What will transfer students do to complete the ICC student learning portfolio?

If a student (transfer or not) has earned credit for an ICC requirement based on coursework completed elsewhere or through a standardized test score, the student will submit an artifact from the previous course or a narrative reflection of how what was learned in the work outside of Ithaca College helped achieve the student learning outcomes for the requirement.


How will the ICC portfolios be used to evaluate individual students?

The ICC portfolios will not be used to evaluate individual students.
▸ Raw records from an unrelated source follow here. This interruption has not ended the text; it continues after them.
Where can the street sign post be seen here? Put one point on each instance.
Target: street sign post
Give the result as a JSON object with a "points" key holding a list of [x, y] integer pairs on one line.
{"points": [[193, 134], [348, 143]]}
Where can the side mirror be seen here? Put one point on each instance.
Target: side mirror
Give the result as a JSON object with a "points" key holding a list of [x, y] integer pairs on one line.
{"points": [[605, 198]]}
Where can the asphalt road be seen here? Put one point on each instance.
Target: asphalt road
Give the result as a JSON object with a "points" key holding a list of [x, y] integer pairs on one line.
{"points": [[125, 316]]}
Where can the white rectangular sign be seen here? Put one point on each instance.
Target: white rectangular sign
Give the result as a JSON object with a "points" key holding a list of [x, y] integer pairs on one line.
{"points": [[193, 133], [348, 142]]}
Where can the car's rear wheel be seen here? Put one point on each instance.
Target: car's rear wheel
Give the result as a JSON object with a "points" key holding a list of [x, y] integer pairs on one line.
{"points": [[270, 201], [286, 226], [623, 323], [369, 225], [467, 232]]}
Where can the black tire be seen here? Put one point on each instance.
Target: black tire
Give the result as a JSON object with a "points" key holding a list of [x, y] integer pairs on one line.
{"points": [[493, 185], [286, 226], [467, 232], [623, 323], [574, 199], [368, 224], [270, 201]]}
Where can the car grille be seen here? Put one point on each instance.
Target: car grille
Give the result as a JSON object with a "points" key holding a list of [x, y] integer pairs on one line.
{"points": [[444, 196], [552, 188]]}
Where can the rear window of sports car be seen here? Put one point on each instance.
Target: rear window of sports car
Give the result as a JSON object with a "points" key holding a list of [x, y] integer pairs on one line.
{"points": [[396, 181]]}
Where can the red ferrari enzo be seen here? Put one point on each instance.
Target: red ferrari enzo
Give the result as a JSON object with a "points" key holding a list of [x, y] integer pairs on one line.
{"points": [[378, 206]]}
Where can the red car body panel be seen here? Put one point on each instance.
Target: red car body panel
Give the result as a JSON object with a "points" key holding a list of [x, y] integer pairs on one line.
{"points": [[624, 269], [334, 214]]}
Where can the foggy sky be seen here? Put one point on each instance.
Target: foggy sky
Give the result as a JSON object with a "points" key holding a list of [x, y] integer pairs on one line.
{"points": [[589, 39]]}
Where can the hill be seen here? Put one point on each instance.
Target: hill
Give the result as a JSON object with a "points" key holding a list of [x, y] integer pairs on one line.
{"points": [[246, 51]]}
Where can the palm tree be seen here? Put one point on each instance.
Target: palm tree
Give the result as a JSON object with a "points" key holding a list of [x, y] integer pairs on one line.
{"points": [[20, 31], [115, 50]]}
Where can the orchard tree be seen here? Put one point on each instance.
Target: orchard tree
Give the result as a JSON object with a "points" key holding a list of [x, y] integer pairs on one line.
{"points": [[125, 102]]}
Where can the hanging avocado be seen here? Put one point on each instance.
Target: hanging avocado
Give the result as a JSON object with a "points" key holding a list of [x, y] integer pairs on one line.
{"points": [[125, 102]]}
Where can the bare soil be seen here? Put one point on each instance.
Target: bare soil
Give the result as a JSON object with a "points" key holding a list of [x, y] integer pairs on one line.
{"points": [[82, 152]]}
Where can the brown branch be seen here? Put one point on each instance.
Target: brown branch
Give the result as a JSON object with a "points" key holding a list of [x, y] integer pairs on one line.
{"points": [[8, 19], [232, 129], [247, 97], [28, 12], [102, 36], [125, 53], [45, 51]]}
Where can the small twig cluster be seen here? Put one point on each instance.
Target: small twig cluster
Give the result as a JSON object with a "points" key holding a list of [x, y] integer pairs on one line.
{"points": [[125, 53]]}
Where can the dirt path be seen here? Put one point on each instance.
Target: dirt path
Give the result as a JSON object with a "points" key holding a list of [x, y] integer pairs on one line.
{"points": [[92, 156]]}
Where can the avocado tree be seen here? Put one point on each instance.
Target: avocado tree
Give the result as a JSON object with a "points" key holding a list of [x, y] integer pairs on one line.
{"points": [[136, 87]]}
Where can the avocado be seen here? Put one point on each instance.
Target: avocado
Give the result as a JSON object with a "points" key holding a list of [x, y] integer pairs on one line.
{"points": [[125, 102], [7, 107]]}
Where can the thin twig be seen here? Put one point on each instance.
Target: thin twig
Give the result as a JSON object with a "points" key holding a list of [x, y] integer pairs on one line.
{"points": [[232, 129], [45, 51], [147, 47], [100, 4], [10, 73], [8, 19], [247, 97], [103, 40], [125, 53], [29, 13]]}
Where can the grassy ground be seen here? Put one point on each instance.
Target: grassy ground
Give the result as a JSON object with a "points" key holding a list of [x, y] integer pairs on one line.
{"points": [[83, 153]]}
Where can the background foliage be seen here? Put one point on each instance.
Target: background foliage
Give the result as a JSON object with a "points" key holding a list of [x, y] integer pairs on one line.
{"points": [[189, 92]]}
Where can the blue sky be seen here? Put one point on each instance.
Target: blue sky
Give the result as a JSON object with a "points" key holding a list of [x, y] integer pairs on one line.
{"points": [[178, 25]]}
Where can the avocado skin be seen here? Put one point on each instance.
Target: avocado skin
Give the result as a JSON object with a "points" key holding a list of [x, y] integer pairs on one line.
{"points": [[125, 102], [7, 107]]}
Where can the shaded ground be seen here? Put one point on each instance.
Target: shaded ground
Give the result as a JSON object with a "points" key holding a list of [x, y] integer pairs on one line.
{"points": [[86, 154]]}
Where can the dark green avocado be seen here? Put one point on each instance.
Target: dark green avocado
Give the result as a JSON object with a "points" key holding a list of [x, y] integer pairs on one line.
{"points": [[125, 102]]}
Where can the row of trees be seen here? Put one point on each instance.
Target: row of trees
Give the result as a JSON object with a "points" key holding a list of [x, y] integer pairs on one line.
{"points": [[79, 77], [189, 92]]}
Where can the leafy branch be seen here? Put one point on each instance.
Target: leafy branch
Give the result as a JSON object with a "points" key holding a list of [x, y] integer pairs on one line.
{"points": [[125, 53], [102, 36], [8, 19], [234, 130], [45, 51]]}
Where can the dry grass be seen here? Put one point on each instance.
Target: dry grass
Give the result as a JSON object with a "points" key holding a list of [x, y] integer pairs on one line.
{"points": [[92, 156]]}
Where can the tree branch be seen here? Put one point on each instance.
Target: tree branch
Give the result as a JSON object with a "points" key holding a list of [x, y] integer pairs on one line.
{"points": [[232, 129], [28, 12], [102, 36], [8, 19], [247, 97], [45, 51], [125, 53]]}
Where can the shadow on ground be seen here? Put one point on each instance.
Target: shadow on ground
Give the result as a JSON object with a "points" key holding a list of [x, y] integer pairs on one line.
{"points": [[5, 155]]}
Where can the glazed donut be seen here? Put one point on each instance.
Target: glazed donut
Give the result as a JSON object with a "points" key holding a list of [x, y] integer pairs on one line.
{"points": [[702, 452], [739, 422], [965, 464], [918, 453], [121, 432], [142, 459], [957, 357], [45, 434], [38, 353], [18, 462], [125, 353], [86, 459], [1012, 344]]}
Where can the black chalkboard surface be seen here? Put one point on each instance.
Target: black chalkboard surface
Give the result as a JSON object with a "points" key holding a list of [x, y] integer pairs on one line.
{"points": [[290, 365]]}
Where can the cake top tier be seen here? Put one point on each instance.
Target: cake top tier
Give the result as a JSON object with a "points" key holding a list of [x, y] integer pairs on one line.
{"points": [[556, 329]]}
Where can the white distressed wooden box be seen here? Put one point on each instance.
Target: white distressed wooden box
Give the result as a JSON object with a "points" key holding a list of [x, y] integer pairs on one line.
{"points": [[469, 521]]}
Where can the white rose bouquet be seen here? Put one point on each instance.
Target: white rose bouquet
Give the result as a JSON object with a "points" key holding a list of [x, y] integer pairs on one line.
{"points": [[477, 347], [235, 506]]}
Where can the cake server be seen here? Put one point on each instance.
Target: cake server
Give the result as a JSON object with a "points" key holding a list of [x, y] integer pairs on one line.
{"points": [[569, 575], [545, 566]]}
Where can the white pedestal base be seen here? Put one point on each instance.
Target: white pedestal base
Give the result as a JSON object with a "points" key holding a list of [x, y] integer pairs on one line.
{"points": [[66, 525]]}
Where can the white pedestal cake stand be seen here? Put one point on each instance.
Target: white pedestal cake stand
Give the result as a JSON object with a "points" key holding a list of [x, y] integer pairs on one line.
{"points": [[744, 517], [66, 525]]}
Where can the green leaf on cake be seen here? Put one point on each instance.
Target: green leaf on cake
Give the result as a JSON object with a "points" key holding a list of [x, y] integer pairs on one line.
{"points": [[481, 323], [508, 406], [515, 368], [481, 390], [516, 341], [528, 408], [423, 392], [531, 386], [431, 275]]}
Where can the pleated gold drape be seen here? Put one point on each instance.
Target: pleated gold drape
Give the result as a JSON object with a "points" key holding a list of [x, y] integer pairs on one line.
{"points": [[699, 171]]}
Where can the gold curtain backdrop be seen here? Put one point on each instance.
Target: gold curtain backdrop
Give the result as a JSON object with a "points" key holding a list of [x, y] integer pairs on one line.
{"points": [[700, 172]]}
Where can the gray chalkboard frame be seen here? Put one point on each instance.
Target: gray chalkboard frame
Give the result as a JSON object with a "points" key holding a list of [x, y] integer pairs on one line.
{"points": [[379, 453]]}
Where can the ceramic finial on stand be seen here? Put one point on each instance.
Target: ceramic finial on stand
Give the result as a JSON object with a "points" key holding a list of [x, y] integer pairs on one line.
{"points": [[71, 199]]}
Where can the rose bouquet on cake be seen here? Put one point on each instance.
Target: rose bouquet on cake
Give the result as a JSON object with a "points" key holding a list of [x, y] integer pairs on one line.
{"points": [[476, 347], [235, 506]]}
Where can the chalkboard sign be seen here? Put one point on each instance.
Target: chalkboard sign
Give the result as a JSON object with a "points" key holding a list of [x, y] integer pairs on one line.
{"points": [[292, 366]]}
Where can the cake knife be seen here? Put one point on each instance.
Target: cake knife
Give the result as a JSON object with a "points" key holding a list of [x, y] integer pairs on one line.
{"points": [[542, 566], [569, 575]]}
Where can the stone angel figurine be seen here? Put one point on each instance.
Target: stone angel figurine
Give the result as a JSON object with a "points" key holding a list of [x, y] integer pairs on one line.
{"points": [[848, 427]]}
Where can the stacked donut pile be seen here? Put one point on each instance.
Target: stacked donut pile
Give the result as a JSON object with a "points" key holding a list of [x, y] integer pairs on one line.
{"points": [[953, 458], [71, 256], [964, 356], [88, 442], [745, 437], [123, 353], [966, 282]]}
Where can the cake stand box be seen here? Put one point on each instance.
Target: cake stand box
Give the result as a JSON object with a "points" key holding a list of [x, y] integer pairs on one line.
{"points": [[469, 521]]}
Student work from each of the ICC components and complete portfolios representing the ICC as a whole will be sampled to evaluate the ICC program and to identify areas where it is succeeding and where it may need to be modified.

There are several components to the ICC. How are we going to be able to evaluate every artifact submitted by every student?

Work from the ICC portfolios will be sampled to evaluate the ICC program; thus, every artifact submitted by every student will not need to be evaluated to evaluate how well the program is working.

Will enrollment at the institution be hurt because we are requiring students to complete a portfolio before graduation?

Available evidence does not indicate that having a portfolio requirement for graduation will negatively affect enrollment. Many institutions across the country already include portfolios as a requirement for graduation. Here at Ithaca College, some programs (e.g., teacher certification programs at both undergraduate and graduate levels, aging studies, and programs in recreation and leisure studies) already require departmental portfolios of all students.